Yati gadis kota dengan kesederhanaannya. Bukan sederhana tapi berada, melainkan sederhana karena pas-pasan bahkan kekurangan. Yati yang memiiliki aura tersendiri di mata teman-temannya itu, menarik, lucu, bahkan membuat hati mereka yang ada di sampingnya bahagia dan banyak yang mengartikan ketulusan Yati itu sebagai hal lebih. Mas Aji dengan kebaikan hatinya yang selalu meminjamkan buku serta mesin ketiknya pada adik tingkatnya itu. Lalu Bambang yang dengan tatapan menggelikan selalu menggoda Yati. Teman-teman perempuan Yati yang selalu bercerita dan berkeluh kesah padanya hingga larut malam. Dan masih banyak lagi orang-orang sejenisnya.

Jedarrrr…..

“Astaghfirullah.. kok anginnya bertambah kencang ya, Bu.” Ungkap perempuan dengan kedua tangan menutupi gendang telinganya.

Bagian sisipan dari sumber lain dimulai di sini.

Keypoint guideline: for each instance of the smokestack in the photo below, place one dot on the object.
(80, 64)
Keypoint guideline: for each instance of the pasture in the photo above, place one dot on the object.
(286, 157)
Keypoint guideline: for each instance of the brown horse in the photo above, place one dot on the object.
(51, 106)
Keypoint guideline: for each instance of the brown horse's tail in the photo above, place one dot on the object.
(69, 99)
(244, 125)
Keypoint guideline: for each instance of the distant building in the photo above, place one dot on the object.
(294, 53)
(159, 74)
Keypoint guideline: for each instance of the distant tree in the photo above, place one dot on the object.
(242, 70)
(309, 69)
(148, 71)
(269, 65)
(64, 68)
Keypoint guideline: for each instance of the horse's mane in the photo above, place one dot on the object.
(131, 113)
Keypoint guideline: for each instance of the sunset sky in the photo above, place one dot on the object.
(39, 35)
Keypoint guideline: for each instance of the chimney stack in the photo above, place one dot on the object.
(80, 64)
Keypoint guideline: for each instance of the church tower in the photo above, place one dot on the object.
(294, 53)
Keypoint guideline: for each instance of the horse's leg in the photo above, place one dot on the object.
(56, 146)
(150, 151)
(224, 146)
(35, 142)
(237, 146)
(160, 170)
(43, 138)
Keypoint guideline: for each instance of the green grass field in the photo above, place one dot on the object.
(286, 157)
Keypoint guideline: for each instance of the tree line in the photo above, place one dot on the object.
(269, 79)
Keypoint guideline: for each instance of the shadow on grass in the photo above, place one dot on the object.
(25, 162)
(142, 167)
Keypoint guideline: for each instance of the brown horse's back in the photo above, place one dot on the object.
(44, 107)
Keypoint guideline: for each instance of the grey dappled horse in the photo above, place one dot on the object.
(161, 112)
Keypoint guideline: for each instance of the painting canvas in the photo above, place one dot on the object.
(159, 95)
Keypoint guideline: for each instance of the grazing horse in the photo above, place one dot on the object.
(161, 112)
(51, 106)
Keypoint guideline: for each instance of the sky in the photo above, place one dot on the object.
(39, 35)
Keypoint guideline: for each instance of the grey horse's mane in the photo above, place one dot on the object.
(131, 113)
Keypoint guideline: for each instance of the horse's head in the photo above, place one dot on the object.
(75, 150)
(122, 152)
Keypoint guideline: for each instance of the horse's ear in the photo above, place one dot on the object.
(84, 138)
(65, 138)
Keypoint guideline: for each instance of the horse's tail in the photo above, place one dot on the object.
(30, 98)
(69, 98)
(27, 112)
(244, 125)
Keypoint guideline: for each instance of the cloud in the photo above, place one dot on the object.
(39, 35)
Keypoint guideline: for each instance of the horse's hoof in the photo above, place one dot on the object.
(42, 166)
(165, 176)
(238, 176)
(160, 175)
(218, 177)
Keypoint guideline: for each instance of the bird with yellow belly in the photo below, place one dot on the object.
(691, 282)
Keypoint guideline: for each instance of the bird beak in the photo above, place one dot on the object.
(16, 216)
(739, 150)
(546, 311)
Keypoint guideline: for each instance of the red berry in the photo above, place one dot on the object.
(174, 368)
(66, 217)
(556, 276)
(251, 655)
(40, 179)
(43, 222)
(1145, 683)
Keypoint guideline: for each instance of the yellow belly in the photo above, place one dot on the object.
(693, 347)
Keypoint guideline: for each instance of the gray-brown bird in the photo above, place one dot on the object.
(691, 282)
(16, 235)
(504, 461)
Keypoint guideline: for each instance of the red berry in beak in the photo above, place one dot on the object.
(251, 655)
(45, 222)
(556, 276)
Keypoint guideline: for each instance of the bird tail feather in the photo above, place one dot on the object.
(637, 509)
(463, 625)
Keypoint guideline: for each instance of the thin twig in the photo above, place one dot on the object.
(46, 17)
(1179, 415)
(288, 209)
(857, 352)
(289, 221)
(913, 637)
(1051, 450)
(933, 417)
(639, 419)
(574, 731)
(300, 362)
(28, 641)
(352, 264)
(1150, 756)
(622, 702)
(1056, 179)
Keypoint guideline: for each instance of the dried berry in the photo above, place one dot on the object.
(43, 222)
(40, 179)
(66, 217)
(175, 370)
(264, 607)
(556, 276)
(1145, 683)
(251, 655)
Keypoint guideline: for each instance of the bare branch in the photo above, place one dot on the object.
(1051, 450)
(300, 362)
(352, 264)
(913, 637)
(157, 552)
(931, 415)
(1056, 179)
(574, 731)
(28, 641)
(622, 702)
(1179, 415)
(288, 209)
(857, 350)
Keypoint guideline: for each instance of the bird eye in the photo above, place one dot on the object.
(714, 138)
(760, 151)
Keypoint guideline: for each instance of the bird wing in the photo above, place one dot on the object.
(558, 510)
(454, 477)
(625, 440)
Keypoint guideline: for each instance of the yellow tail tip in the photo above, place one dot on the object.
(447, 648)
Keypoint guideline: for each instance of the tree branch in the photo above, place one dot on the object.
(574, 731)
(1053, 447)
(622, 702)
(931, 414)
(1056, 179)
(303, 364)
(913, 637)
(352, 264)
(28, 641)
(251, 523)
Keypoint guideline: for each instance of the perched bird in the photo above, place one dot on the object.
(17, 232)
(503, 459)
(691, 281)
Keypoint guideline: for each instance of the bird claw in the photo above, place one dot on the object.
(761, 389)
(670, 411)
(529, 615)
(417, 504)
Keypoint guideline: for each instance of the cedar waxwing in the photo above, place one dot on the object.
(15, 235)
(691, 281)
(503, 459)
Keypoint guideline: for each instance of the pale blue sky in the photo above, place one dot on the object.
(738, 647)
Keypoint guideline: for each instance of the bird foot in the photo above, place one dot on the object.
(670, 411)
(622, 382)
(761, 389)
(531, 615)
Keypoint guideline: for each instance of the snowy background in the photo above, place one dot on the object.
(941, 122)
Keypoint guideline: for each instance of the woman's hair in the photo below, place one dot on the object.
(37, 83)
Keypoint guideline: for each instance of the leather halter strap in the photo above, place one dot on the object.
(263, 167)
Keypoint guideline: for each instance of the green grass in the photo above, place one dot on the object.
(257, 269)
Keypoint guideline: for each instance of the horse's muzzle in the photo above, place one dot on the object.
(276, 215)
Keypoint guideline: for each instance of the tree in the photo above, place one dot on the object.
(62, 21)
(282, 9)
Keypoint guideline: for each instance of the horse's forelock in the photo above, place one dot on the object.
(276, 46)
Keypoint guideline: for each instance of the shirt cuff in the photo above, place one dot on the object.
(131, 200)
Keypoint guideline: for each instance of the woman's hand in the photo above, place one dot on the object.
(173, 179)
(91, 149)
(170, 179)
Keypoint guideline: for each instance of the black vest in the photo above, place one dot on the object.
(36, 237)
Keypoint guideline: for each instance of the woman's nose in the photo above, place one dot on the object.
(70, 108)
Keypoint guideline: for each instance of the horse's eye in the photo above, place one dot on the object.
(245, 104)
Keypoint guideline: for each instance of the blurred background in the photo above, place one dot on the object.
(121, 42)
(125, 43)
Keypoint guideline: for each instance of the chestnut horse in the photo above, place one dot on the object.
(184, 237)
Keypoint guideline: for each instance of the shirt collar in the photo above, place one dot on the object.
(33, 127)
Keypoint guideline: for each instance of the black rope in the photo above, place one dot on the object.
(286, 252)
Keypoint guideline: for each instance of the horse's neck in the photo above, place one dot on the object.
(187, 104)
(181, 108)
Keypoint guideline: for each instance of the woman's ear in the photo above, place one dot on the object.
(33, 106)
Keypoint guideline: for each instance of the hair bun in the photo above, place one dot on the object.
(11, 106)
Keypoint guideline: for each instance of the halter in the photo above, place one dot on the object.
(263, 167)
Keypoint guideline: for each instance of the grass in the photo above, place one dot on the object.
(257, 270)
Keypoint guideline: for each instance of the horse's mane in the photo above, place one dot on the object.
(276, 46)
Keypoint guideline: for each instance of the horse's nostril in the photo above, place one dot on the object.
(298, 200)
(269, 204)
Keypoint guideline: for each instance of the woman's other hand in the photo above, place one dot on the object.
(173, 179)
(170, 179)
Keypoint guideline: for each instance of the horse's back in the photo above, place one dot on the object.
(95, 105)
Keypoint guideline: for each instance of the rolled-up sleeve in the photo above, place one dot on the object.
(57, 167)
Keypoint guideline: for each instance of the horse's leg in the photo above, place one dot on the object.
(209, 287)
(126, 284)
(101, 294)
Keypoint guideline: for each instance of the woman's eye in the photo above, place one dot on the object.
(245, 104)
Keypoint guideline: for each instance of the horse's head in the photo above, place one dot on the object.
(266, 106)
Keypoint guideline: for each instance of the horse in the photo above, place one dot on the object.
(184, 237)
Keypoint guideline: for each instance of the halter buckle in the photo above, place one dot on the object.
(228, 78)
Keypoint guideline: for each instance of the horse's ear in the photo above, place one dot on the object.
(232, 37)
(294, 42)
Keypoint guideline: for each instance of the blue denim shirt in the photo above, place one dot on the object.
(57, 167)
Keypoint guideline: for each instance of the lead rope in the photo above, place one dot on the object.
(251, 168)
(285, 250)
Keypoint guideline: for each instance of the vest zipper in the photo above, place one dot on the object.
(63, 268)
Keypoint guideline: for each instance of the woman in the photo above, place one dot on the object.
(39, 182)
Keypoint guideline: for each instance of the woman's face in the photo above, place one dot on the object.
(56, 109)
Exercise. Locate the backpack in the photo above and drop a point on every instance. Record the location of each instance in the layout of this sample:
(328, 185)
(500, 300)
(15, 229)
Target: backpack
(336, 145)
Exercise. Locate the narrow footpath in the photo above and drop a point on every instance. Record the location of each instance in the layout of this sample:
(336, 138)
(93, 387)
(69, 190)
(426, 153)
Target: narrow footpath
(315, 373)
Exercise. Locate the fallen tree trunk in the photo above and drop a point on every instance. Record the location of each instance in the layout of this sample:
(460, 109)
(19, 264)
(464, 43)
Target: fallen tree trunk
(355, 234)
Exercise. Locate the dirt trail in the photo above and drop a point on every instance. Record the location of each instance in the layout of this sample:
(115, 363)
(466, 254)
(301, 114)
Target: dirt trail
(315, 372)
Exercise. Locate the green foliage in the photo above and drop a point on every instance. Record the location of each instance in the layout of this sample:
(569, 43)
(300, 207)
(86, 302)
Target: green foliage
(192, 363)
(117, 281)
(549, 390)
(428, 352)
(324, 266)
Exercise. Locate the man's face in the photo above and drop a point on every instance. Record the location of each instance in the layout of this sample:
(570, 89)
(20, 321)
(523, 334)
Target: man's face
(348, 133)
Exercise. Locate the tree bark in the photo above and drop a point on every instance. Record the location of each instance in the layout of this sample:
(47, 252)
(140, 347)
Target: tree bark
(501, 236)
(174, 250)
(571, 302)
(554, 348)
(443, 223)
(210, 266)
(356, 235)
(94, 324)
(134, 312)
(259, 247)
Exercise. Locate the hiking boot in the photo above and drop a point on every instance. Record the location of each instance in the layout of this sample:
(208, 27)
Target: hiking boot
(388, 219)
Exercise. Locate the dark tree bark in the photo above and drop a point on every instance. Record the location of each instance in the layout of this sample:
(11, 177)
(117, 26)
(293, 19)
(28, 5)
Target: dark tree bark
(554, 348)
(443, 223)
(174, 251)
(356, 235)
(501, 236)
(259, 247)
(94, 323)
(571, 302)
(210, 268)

“Baca shalawat di dalam hati.” Sang Ibu lantas bergerak menuju pintu utama  rumahnya, lalu membuka kenopnya. Dengan suara lirih, bertambah lirih karena suara petir di sekitar bertambah keras dan lantang. Menggema memekakkan telinga. Adzan dikumandangkannya di tengah pintu dengan tangan kanannya menyentuh pipi keriputnya dan daun telinganya. Sang anak mulai merapalkan shalawat-shalawat nabi di hatinya dengan kedua telapak tangannya memegang cangkir hangatnya. 

Tiga menit berlalu. Anak itu menyadari sesuatu, bahwa nama dari perempuan yang berkumandang adzan itu nampak tak asing dengan yang beberapa menit lalu di ceritakannya. Dan tiba-tiba potongan-potongan cerita dengan berbeda nama membayangi pikirannya. Setiap ibunya duduk berdua dengan sang anak, pasti sang ibu bercerita tentang seorang temannya. Tapi ini aneh baginya, kenapa nama-nama yang diceritakan selalu tak asing dengannya itu.